Multiple screening methods for malnutrition are available, but a systematic review of evidence in patients with colorectal cancer (CRC) is lacking. The aim of this study is to systematically investigate which outcome variables of nutritional screening methods are associated with treatment tolerance in patients with CRC.

Material and Methods

A systematic review was performed with respect to outcome variables of nutritional screening methods and their association with systemic treatment tolerance in patients with CRC. The Cochrane guidelines for systematic reviews and the Preferred Reporting Items for Systematic Reviews and Meta-Analyses (PRISMA) guidelines were followed. Two authors independently assessed the risk of bias and quality of each included study.

Results

A total of sixteen studies were included. The following screening methods for malnutrition were assessed in the included studies: serum albumin, body mass index, C-reactive protein/albumin ratio, modified version of the Glasgow prognostic score, mini nutritional assessment, nutritional risk index, patient-generated subjective global assessment, sarcopenia and weight loss.

Discussion

Sarcopenia tended to be associated with treatment tolerance more often than other screening methods but the current review suggests that there are ample screening methods rendering meaningful outcomes regarding a patient's nutritional status and associated risk for treatment intolerance.
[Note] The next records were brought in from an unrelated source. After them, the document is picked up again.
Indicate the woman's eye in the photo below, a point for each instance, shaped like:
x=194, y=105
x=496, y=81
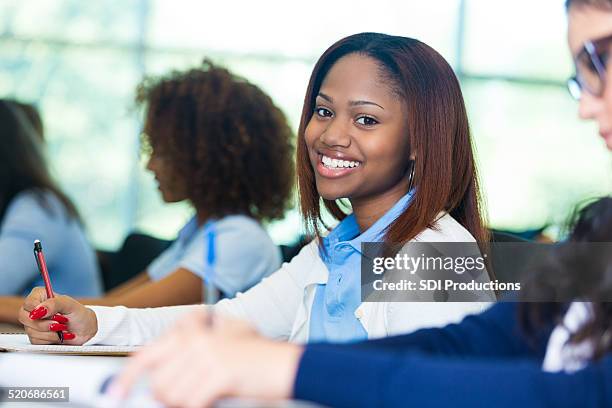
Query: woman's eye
x=323, y=112
x=366, y=121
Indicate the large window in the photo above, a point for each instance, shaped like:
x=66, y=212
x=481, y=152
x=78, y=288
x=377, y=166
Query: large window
x=80, y=61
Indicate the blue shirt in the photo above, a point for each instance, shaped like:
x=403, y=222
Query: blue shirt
x=244, y=254
x=333, y=311
x=484, y=361
x=71, y=261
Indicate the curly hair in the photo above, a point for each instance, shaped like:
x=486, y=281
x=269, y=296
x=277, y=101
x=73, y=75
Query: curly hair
x=225, y=138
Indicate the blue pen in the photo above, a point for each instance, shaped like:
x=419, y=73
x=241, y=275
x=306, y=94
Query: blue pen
x=211, y=296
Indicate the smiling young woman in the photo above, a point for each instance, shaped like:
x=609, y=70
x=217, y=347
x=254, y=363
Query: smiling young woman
x=488, y=360
x=383, y=127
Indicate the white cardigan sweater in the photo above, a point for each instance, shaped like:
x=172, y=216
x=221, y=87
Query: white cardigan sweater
x=280, y=305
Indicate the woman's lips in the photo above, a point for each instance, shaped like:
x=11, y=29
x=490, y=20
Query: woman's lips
x=329, y=171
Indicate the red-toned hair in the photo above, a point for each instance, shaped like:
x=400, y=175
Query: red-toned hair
x=439, y=136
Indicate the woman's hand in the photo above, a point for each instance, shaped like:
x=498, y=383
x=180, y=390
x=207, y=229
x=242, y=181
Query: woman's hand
x=42, y=318
x=198, y=362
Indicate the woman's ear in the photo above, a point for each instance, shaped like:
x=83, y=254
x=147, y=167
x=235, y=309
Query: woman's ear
x=411, y=166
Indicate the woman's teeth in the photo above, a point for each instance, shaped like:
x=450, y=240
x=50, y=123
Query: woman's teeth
x=338, y=164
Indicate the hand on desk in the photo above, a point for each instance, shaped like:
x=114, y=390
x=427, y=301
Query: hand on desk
x=198, y=362
x=42, y=318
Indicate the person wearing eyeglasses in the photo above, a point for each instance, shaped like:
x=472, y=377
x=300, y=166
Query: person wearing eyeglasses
x=499, y=358
x=590, y=41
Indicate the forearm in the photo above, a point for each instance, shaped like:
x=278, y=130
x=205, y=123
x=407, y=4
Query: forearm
x=494, y=333
x=123, y=326
x=9, y=309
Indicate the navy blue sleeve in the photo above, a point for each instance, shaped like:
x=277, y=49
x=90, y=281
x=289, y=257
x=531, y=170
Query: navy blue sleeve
x=348, y=377
x=494, y=333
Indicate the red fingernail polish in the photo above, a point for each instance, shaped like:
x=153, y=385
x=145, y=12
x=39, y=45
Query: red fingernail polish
x=59, y=318
x=69, y=336
x=57, y=327
x=37, y=313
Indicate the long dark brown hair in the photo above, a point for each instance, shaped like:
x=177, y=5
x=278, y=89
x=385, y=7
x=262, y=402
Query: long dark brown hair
x=580, y=270
x=439, y=136
x=23, y=165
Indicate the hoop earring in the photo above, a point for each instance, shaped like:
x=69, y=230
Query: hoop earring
x=411, y=175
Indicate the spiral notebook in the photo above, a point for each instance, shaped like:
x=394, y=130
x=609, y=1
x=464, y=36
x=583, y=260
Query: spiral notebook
x=20, y=343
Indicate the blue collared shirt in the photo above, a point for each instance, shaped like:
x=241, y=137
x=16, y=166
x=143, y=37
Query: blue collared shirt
x=244, y=254
x=333, y=311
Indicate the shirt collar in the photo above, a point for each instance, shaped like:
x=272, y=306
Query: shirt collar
x=188, y=230
x=348, y=229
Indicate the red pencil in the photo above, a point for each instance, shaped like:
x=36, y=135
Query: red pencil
x=42, y=268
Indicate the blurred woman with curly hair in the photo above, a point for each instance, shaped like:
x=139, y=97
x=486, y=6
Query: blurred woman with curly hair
x=220, y=143
x=214, y=140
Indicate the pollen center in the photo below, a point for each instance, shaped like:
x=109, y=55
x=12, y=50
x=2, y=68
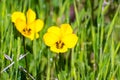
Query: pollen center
x=27, y=31
x=59, y=44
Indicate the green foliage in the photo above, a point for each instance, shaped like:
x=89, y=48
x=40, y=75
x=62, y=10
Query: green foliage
x=95, y=57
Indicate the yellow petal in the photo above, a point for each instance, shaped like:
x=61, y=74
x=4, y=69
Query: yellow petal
x=38, y=25
x=30, y=16
x=55, y=30
x=66, y=29
x=20, y=25
x=50, y=39
x=70, y=40
x=54, y=49
x=18, y=15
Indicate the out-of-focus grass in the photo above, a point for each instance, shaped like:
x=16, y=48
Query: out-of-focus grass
x=95, y=57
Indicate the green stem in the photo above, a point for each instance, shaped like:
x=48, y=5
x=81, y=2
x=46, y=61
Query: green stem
x=25, y=53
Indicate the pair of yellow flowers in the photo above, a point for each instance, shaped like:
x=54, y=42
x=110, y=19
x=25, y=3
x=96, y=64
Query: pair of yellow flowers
x=59, y=39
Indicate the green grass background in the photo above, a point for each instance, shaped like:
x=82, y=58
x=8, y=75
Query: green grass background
x=95, y=57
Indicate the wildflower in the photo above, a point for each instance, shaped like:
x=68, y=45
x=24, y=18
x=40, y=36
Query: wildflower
x=27, y=25
x=59, y=39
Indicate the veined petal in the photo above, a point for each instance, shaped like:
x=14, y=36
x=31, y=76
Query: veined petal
x=38, y=25
x=55, y=30
x=30, y=16
x=70, y=40
x=31, y=36
x=62, y=50
x=18, y=15
x=50, y=39
x=66, y=29
x=20, y=25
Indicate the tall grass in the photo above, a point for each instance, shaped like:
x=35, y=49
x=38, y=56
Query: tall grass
x=95, y=57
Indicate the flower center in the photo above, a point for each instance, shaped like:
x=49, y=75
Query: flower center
x=27, y=31
x=59, y=44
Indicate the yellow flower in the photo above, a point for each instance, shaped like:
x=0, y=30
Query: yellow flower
x=27, y=25
x=59, y=39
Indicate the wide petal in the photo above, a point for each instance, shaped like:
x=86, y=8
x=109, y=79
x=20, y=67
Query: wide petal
x=55, y=30
x=62, y=50
x=18, y=15
x=70, y=40
x=20, y=25
x=50, y=39
x=30, y=16
x=38, y=25
x=66, y=29
x=31, y=36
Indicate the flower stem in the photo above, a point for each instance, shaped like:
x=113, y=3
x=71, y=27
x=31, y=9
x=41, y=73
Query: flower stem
x=25, y=52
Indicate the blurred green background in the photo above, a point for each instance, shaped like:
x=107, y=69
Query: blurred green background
x=95, y=57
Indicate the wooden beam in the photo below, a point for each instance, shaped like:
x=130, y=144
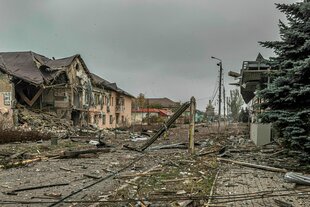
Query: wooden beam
x=26, y=99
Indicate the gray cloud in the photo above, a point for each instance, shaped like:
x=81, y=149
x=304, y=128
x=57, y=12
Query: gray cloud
x=158, y=47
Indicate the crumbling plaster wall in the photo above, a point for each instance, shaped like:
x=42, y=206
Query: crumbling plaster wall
x=127, y=110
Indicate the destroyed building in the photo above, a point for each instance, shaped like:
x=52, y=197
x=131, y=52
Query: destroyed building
x=63, y=86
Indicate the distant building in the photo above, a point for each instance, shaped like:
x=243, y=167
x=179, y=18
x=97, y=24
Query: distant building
x=210, y=114
x=151, y=115
x=162, y=103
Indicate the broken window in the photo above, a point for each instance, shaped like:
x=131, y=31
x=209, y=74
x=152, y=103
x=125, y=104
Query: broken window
x=96, y=119
x=7, y=98
x=111, y=119
x=103, y=119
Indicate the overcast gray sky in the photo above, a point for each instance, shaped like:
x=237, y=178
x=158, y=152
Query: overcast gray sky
x=158, y=47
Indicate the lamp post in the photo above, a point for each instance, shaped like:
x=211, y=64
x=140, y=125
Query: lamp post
x=220, y=89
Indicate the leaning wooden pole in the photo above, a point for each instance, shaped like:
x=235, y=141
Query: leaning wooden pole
x=191, y=133
x=165, y=126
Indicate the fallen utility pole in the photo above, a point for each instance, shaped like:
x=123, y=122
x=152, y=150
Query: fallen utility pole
x=14, y=192
x=191, y=147
x=262, y=167
x=164, y=127
x=76, y=153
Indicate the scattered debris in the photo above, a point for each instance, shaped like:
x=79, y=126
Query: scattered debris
x=262, y=167
x=76, y=153
x=297, y=178
x=14, y=192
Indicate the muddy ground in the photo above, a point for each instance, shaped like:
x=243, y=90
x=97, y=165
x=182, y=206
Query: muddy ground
x=121, y=177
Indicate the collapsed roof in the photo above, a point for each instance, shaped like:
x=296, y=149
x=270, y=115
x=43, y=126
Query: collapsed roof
x=34, y=68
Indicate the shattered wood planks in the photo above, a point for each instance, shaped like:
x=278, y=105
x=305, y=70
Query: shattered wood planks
x=76, y=153
x=262, y=167
x=14, y=192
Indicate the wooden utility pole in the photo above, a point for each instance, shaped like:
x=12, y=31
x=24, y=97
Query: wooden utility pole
x=191, y=133
x=224, y=99
x=220, y=91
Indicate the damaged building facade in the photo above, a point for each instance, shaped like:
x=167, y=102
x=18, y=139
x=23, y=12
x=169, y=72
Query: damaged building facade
x=64, y=87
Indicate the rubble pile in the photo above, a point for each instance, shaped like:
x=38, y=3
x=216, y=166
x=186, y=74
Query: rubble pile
x=19, y=135
x=44, y=122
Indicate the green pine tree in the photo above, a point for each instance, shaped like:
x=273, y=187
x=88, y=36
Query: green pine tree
x=287, y=99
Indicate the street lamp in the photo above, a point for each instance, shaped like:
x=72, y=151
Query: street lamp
x=220, y=88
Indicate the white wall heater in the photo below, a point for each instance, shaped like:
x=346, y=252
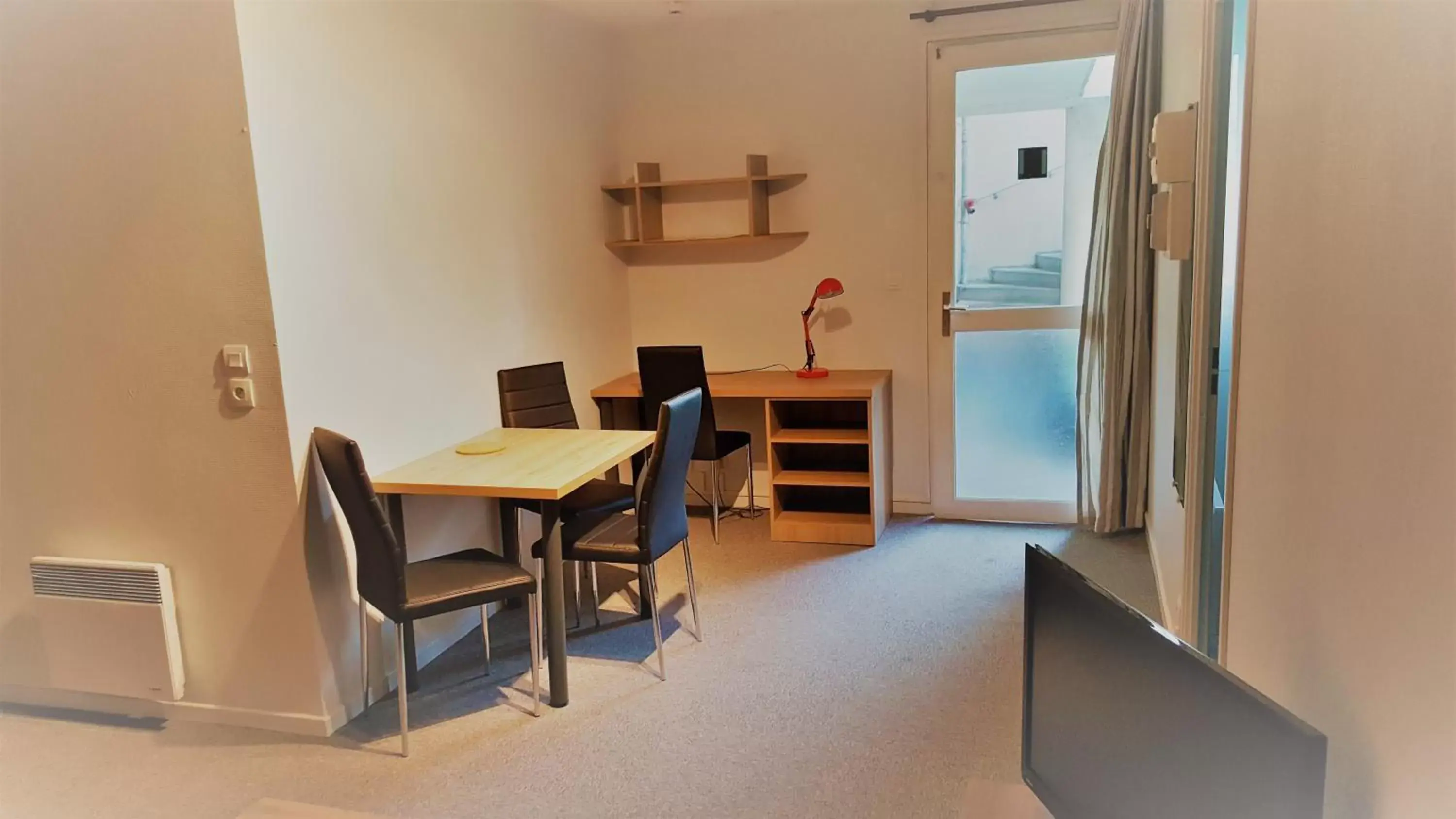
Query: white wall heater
x=108, y=627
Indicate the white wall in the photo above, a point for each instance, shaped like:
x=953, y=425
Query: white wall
x=1015, y=219
x=1087, y=127
x=429, y=178
x=1183, y=47
x=1343, y=563
x=132, y=254
x=839, y=95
This grants practitioners the flexibility to choose from a variety of different nutritional screening methods. Nutritional screening can thus be tailored to the individual patient. Importantly, nutritional screening may help identify those patients at risk for chemotoxicity thus allowing for the implementation of targeted prehabilitation programs in order to prevent (severe) chemotoxicity.



中文翻译:

结直肠癌患者营养筛查方法的结果变量与全身治疗耐受性之间的关联:系统评价

介绍

有多种营养不良筛查方法可用,但缺乏对结直肠癌 (CRC) 患者证据的系统评价。本研究的目的是系统地研究营养筛查方法的哪些结果变量与 CRC 患者的治疗耐受性相关。

材料与方法

对营养筛查方法的结果变量及其与 CRC 患者全身治疗耐受性的关联进行了系统评价。遵循系统评价的 Cochrane 指南和系统评价和荟萃分析 (PRISMA) 指南的首选报告项目。两位作者独立评估了每项纳入研究的偏倚风险和质量。

结果

总共包括 16 项研究。在纳入的研究中评估了以下营养不良筛查方法:血清白蛋白、体重指数、C 反应蛋白/白蛋白比值、改良版格拉斯哥预后评分、迷你营养评估、营养风险指数、患者主观整体评估,肌肉减少症和体重减轻。

讨论

与其他筛查方法相比,肌肉减少症往往与治疗耐受性相关,但目前的审查表明,有足够的筛查方法可以提供有关患者营养状况和治疗不耐受相关风险的有意义的结果。这使从业者可以灵活地从各种不同的营养筛查方法中进行选择。因此,可以针对个体患者量身定制营养筛查。重要的是,营养筛查可能有助于识别那些有化学毒性风险的患者,从而允许实施有针对性的预康复计划,以防止(严重的)化学毒性。